"Heaven knows what you're talking about, uncle. 'With a guitar!'"
"Well, if it isn't a guitar, then it's a bagpipe or something. Besides, you offended me first, called me foolish. So I, an old man, surely have a right to tell you the truth to your face."
"All right, let it be the truth. We won't argue about it. But tell me, please, did grandmother leave anything?"
"Why, of course, she did. But the legitimate heir was present in person."
"That is you. All the better. Was she buried here in Golovliovo?"
"No, near Pogorelka, at the St. Nicholas Church. It was her own wish."
"I'll go. Can I hire horses here, uncle?"
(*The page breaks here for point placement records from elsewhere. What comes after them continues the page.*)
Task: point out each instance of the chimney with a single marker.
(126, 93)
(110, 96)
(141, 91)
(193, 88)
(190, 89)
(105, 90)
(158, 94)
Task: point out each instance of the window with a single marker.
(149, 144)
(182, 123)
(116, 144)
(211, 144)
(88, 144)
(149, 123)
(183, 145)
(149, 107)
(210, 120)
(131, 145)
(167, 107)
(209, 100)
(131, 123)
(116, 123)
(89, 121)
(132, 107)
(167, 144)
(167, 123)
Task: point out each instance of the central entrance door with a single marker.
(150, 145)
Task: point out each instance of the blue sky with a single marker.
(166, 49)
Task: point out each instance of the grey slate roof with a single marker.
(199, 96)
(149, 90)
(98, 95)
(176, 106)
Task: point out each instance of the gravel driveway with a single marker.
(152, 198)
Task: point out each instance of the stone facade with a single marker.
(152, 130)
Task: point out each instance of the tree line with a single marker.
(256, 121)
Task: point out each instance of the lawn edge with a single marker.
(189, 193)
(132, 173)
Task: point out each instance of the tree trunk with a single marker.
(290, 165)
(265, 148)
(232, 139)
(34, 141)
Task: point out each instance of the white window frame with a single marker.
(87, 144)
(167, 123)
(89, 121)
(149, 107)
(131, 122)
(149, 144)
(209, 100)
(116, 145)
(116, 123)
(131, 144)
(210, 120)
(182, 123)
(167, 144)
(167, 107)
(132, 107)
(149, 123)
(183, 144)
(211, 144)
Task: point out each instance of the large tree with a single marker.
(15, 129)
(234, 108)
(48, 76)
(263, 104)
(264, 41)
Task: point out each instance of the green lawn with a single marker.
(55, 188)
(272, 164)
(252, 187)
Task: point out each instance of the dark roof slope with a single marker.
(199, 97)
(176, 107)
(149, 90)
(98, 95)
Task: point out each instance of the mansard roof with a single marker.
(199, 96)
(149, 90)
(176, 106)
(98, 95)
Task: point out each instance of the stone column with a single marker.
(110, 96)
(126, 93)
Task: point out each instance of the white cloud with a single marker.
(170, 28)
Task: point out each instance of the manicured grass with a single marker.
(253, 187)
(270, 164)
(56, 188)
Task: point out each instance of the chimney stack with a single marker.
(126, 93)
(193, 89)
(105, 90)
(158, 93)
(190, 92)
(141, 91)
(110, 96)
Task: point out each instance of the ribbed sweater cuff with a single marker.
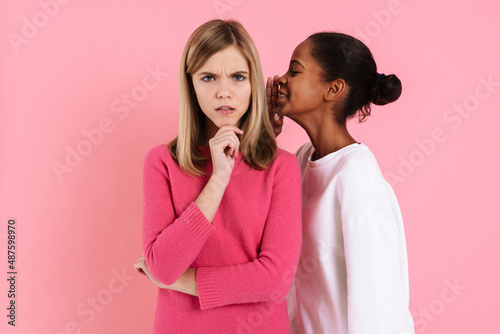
(208, 294)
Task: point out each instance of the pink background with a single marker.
(65, 67)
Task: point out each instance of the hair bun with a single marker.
(387, 89)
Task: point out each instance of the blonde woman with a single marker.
(222, 204)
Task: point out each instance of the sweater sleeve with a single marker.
(268, 277)
(376, 297)
(170, 242)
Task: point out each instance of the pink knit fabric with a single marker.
(246, 259)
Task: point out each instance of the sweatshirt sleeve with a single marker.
(376, 297)
(170, 242)
(268, 277)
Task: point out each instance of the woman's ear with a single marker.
(336, 89)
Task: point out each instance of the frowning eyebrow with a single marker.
(297, 62)
(232, 74)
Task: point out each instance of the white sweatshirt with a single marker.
(353, 271)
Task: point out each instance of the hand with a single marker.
(185, 284)
(142, 268)
(224, 148)
(274, 114)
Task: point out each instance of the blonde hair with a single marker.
(258, 145)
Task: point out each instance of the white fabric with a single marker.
(353, 271)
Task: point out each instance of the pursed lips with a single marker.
(225, 109)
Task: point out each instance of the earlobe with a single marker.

"Why hire? I've got my own. You are not a stranger, I dare say, a niece, my little niece."
Porfiry Vladimirych began to liven up, and put on an en famille grin. "A pony cart, a pair of fine little horses—thank God, I am not poor, I dare say! And wouldn't it be well for me to go with you? We would visit the grave, you see, and then would go to Pogorelka and peep in here and there, and we would think matters over, talk things over—about this and that. Yours is a fine little estate, you know. It has some very good spots."
"No, I'll go alone, I think. Why should you go? By the way, Petenka's dead, too, I hear?"